The figure above corresponds to the given linked list which represents the number 189. Hence, the returned linked list represents the number 189 * 2 = 378.

Example 2

Input: head = [9,9,9]

Output: [1,9,9,8]

The figure above corresponds to the given linked list which represents the number 999. Hence, the returned linked list reprersents the number 999 * 2 = 1998.

Constraints

The number of nodes in the list is in the range [1, 104]
0 <= Node.val <= 9
The input is generated such that the list represents a number that does not have leading zeros, except the number 0 itself.

Solution Approach

Reverse the Linked List

Reverse the linked list to start from the least significant digit, making it easier to propagate carry while doubling each node.

Double Each Node and Handle Carry

Iterate through the reversed list, multiply each node's value by 2, and manage the carry to the next node. Append a new node if carry remains after the last node.

Restore Original Order

Reverse the linked list again to restore the original most-significant-first order, ensuring the output represents the correct doubled number.

Complexity Analysis

Metric	Value
Time	O(n)
Space	O(1)

Time complexity is O(n) since each node is visited twice during reversal and doubling. Space complexity is O(1) because all operations are in-place without extra data structures.

What Interviewers Usually Probe

Check if candidate reverses the list to simplify least-significant-digit manipulation.
Watch for correct carry propagation across multiple nodes, especially consecutive 9s.
Notice if candidate maintains O(1) space by avoiding extra stacks or arrays.
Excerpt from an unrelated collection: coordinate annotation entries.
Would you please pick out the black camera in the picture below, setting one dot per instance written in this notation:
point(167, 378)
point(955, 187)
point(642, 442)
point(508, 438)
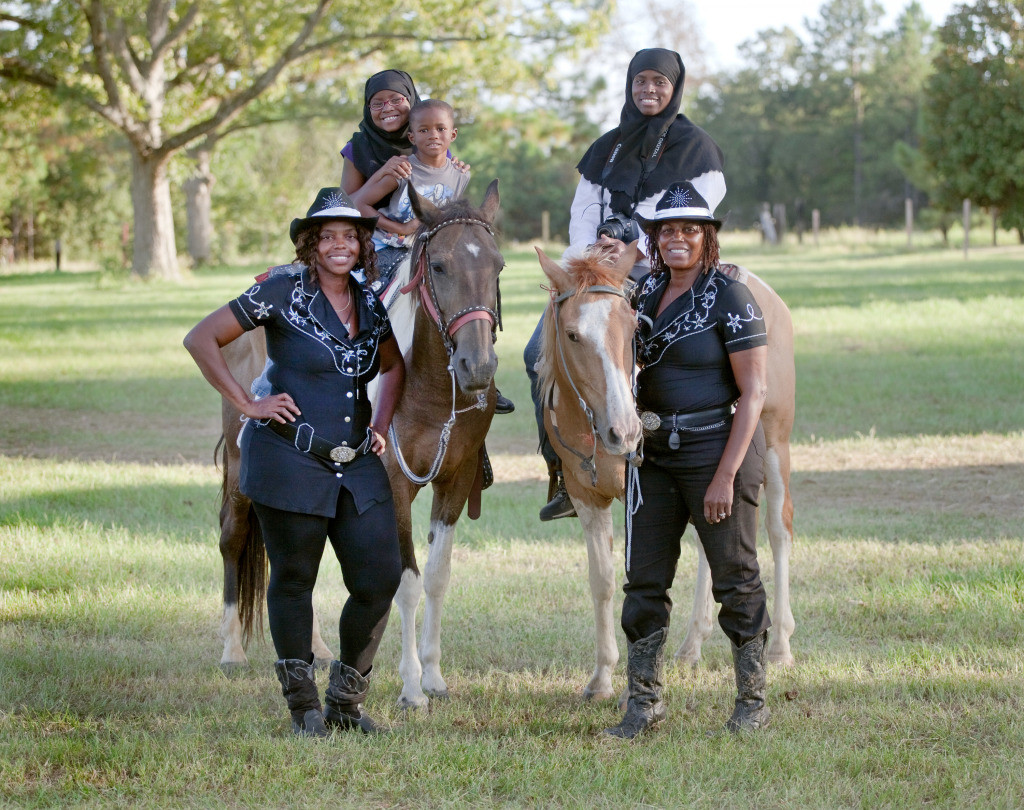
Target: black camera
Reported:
point(620, 226)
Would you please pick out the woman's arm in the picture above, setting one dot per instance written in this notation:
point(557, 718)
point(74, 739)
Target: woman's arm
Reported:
point(382, 182)
point(585, 215)
point(389, 387)
point(204, 343)
point(750, 369)
point(351, 178)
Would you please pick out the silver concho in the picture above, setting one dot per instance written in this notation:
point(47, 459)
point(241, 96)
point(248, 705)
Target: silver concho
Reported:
point(650, 420)
point(342, 455)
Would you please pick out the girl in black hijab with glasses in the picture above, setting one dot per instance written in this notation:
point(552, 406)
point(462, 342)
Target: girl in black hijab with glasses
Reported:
point(624, 173)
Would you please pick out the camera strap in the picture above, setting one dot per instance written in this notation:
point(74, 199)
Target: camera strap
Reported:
point(648, 166)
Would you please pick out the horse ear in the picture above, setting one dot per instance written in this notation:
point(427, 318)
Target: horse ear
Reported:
point(424, 209)
point(627, 260)
point(489, 207)
point(561, 280)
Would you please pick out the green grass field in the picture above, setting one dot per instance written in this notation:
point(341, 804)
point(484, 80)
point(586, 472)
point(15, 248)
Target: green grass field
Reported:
point(907, 572)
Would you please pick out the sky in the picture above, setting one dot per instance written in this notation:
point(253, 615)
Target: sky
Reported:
point(728, 23)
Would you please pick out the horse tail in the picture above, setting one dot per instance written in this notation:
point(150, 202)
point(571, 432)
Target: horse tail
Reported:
point(252, 581)
point(252, 564)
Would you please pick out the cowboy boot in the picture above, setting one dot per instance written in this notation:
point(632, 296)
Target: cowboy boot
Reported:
point(345, 693)
point(559, 504)
point(299, 688)
point(643, 708)
point(751, 713)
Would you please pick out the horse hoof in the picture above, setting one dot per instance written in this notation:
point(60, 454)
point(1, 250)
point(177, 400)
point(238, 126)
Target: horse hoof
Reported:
point(687, 661)
point(233, 669)
point(407, 704)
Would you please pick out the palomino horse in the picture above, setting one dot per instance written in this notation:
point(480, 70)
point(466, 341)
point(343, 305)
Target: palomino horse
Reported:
point(438, 429)
point(586, 376)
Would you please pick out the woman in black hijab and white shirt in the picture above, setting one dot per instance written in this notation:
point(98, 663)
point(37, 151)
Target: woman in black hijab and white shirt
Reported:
point(627, 170)
point(624, 173)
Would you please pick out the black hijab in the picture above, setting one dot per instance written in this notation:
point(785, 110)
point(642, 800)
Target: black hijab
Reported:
point(686, 152)
point(372, 146)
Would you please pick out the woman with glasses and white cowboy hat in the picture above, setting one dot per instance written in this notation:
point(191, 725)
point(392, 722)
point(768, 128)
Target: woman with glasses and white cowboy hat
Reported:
point(310, 450)
point(702, 350)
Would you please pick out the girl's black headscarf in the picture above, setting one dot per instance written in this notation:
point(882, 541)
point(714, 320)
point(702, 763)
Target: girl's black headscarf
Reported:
point(686, 152)
point(372, 146)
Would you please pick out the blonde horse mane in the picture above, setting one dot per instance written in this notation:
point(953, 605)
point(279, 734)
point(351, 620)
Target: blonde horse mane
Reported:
point(593, 266)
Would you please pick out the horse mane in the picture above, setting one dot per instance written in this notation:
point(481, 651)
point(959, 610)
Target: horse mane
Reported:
point(594, 266)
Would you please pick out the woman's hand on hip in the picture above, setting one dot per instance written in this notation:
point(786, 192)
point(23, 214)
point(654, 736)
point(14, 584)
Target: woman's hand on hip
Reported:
point(718, 500)
point(280, 408)
point(377, 442)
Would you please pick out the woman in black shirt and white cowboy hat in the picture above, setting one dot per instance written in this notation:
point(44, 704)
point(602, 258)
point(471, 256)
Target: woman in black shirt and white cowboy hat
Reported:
point(309, 452)
point(702, 349)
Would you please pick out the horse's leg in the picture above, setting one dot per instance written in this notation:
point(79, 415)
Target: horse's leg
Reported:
point(408, 596)
point(448, 505)
point(778, 520)
point(701, 622)
point(597, 529)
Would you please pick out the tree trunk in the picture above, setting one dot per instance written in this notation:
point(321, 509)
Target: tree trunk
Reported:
point(198, 206)
point(155, 254)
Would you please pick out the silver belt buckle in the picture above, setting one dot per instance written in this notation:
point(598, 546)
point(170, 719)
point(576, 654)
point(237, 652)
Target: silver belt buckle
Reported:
point(650, 420)
point(342, 455)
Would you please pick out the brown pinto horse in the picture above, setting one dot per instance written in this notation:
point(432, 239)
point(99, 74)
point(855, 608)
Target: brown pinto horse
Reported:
point(438, 429)
point(587, 378)
point(445, 329)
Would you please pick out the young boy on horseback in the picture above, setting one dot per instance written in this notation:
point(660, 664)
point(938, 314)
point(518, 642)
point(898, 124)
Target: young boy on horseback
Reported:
point(432, 173)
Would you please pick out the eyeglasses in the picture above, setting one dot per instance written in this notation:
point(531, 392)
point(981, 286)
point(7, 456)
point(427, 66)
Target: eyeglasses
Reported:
point(682, 229)
point(394, 101)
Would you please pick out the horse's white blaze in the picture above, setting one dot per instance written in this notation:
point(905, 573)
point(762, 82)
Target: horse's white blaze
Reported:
point(781, 544)
point(597, 528)
point(620, 410)
point(436, 574)
point(701, 621)
point(230, 632)
point(408, 599)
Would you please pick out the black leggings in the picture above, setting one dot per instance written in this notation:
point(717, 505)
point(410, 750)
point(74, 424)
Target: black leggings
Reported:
point(673, 484)
point(367, 547)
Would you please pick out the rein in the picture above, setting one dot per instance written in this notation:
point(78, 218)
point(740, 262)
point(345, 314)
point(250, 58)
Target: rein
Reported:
point(428, 295)
point(587, 464)
point(446, 328)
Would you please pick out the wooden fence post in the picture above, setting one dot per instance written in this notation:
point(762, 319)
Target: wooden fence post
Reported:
point(967, 225)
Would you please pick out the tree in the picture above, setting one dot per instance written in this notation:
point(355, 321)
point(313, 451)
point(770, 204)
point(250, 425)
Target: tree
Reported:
point(975, 109)
point(167, 74)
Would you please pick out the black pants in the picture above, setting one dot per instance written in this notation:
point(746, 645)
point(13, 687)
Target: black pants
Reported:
point(673, 484)
point(367, 547)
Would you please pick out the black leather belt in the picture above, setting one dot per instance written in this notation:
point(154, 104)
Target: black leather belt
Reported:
point(676, 420)
point(305, 440)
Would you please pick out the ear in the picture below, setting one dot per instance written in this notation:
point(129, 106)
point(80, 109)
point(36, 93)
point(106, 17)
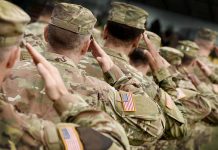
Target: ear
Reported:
point(136, 41)
point(105, 32)
point(85, 47)
point(13, 57)
point(46, 33)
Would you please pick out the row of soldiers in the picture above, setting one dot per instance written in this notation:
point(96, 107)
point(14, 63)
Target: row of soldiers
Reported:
point(96, 90)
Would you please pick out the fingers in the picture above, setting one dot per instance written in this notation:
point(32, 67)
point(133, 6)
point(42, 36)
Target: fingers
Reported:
point(150, 45)
point(38, 58)
point(34, 54)
point(96, 49)
point(150, 59)
point(49, 82)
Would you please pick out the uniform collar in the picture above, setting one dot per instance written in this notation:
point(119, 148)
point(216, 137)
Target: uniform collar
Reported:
point(114, 53)
point(53, 57)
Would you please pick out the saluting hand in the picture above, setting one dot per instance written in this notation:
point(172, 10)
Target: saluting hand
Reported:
point(54, 84)
point(103, 59)
point(156, 61)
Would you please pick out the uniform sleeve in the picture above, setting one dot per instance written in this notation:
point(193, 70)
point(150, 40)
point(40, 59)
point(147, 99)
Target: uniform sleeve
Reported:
point(84, 124)
point(208, 94)
point(213, 78)
point(176, 124)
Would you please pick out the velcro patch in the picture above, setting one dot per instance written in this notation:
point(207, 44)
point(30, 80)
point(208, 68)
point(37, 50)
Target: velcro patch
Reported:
point(70, 138)
point(128, 101)
point(180, 93)
point(169, 102)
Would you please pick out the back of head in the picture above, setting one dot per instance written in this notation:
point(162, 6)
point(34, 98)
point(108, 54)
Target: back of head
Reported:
point(70, 25)
point(138, 58)
point(206, 34)
point(13, 21)
point(188, 48)
point(154, 38)
point(172, 55)
point(125, 21)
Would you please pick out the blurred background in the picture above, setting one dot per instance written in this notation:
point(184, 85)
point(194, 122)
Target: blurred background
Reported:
point(173, 20)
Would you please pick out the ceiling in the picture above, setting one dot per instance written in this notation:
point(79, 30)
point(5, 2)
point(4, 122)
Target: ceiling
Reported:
point(202, 9)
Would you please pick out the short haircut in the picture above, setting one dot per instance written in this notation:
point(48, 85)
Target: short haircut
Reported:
point(59, 38)
point(123, 32)
point(137, 57)
point(3, 52)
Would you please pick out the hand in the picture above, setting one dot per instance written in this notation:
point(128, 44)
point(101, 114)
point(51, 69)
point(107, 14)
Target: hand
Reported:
point(54, 84)
point(99, 54)
point(204, 68)
point(194, 79)
point(9, 116)
point(156, 61)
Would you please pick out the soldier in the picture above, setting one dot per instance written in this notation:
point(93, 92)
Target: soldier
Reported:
point(68, 37)
point(201, 133)
point(205, 39)
point(195, 96)
point(122, 34)
point(27, 131)
point(137, 57)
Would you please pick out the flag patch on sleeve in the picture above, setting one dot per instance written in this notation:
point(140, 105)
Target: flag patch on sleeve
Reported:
point(128, 102)
point(70, 138)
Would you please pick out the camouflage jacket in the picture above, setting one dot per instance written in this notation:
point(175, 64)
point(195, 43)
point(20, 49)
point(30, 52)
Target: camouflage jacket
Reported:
point(144, 125)
point(78, 119)
point(175, 121)
point(195, 99)
point(211, 89)
point(211, 79)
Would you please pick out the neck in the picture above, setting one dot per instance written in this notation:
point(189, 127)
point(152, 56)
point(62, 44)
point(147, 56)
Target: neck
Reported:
point(75, 57)
point(204, 52)
point(123, 49)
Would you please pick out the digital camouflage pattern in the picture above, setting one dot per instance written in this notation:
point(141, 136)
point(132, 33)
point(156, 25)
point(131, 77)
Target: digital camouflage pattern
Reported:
point(12, 23)
point(188, 48)
point(153, 37)
point(34, 35)
point(73, 18)
point(145, 125)
point(127, 14)
point(35, 133)
point(44, 134)
point(172, 55)
point(175, 122)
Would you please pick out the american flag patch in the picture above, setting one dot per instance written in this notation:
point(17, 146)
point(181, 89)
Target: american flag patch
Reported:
point(128, 102)
point(70, 138)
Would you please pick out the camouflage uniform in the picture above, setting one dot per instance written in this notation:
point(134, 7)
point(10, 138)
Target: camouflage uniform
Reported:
point(175, 122)
point(34, 133)
point(195, 99)
point(201, 132)
point(144, 125)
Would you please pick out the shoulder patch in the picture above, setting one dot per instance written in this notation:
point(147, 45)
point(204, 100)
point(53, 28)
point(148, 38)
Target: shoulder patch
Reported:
point(70, 138)
point(128, 101)
point(180, 93)
point(169, 102)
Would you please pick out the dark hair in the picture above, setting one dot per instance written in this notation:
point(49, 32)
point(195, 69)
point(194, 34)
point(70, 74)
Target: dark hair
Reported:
point(138, 57)
point(123, 32)
point(60, 38)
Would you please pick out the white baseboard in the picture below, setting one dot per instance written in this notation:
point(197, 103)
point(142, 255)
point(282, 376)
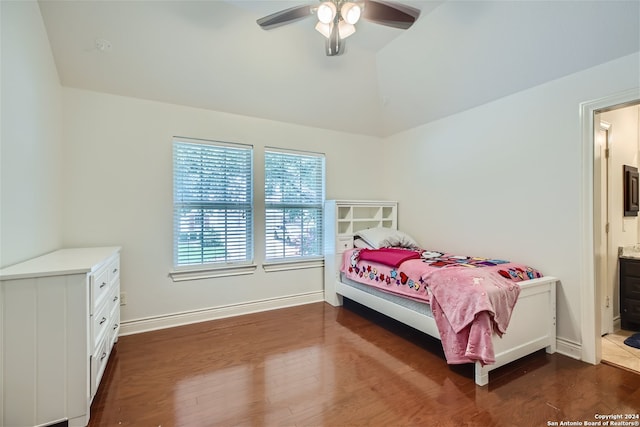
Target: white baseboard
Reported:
point(569, 348)
point(136, 326)
point(616, 324)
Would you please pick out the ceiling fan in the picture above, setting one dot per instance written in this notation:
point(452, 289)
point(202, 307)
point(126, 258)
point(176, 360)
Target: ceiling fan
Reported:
point(337, 18)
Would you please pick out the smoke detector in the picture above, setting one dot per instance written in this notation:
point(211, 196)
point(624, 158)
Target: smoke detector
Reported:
point(103, 45)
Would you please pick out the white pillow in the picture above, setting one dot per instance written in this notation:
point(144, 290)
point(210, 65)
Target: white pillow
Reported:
point(361, 244)
point(382, 237)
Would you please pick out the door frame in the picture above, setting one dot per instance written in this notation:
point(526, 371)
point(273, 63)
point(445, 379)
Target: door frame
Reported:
point(591, 348)
point(602, 235)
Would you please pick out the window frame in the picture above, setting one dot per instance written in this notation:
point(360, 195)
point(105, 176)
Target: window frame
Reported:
point(298, 261)
point(200, 270)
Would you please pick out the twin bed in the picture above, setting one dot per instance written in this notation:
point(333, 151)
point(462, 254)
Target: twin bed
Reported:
point(485, 311)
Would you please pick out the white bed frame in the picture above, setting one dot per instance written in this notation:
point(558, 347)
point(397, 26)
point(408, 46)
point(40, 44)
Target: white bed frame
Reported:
point(533, 322)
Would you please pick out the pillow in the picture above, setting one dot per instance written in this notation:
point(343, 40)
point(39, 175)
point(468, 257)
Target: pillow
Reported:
point(382, 237)
point(361, 244)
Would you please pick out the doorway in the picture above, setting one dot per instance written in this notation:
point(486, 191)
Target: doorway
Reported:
point(616, 137)
point(590, 313)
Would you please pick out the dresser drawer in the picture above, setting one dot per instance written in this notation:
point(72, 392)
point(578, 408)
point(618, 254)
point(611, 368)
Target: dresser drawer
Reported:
point(98, 364)
point(100, 324)
point(630, 287)
point(114, 270)
point(629, 268)
point(100, 288)
point(115, 326)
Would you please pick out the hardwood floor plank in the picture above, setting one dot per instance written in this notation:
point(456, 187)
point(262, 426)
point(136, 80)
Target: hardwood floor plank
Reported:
point(319, 365)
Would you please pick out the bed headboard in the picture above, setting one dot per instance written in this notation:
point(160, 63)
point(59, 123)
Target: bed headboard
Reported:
point(342, 219)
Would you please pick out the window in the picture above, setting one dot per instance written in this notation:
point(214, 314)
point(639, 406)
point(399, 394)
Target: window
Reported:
point(212, 203)
point(294, 198)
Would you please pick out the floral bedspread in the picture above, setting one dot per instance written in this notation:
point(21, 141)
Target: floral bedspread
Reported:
point(470, 297)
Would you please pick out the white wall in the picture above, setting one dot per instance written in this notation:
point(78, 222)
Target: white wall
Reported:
point(30, 143)
point(118, 191)
point(504, 179)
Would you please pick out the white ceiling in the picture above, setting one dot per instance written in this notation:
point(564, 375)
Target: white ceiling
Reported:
point(213, 55)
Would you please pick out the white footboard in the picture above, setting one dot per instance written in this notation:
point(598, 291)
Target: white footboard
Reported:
point(532, 326)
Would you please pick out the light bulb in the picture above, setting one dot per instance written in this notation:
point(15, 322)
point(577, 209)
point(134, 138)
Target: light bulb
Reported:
point(326, 12)
point(324, 29)
point(350, 12)
point(345, 29)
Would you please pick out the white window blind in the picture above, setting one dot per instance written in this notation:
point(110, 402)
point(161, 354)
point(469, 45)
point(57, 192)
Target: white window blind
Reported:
point(294, 199)
point(213, 203)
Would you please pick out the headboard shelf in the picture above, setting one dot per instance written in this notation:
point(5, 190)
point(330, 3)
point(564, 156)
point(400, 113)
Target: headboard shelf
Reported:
point(344, 218)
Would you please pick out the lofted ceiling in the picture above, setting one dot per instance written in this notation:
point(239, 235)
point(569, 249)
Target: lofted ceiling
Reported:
point(213, 55)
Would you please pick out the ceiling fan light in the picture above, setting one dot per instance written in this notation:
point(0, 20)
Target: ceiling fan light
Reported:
point(345, 29)
point(326, 12)
point(324, 29)
point(350, 12)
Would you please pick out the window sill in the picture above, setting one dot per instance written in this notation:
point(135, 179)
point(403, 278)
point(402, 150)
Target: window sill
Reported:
point(292, 265)
point(211, 272)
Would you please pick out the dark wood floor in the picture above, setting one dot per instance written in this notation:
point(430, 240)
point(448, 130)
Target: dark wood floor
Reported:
point(317, 365)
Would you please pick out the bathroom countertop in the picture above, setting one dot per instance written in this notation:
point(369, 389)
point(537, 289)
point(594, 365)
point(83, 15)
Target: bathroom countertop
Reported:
point(629, 251)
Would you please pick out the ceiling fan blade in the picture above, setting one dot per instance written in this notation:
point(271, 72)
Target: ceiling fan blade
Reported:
point(285, 16)
point(390, 14)
point(334, 43)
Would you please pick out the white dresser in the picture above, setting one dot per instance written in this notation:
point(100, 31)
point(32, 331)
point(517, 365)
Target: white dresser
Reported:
point(60, 319)
point(342, 220)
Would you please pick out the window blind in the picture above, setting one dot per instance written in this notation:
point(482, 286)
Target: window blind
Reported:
point(294, 199)
point(213, 202)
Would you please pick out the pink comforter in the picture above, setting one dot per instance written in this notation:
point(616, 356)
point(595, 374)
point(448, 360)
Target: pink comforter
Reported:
point(471, 298)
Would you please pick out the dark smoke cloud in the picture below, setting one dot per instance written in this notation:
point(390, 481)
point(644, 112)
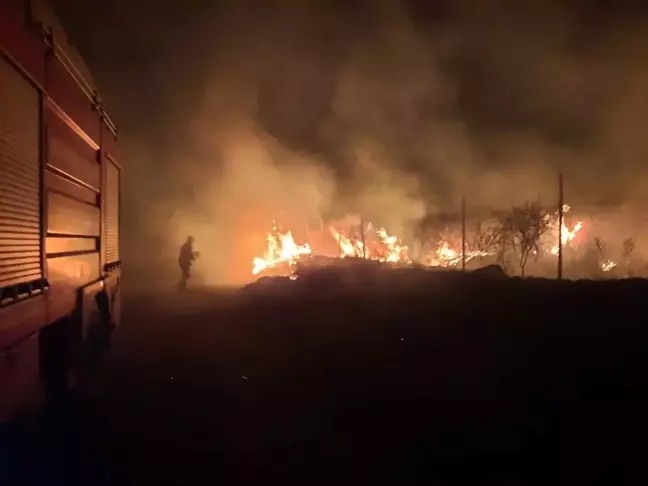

Common Pitfalls or Variants

Common pitfalls

Failing to reverse the linked list first can complicate carry handling.
Forgetting to add an extra node when a carry remains after the last node.
Incorrectly assuming the list is in least-significant-digit-first order, leading to wrong results.

Follow-up variants

Doubles a number stored in a linked list in reverse order without reversing the list.
Triple the number represented by the linked list instead of doubling.
Perform addition of two numbers represented by linked lists using similar pointer traversal.

FAQ

How do I handle the carry when doubling a number in a linked list?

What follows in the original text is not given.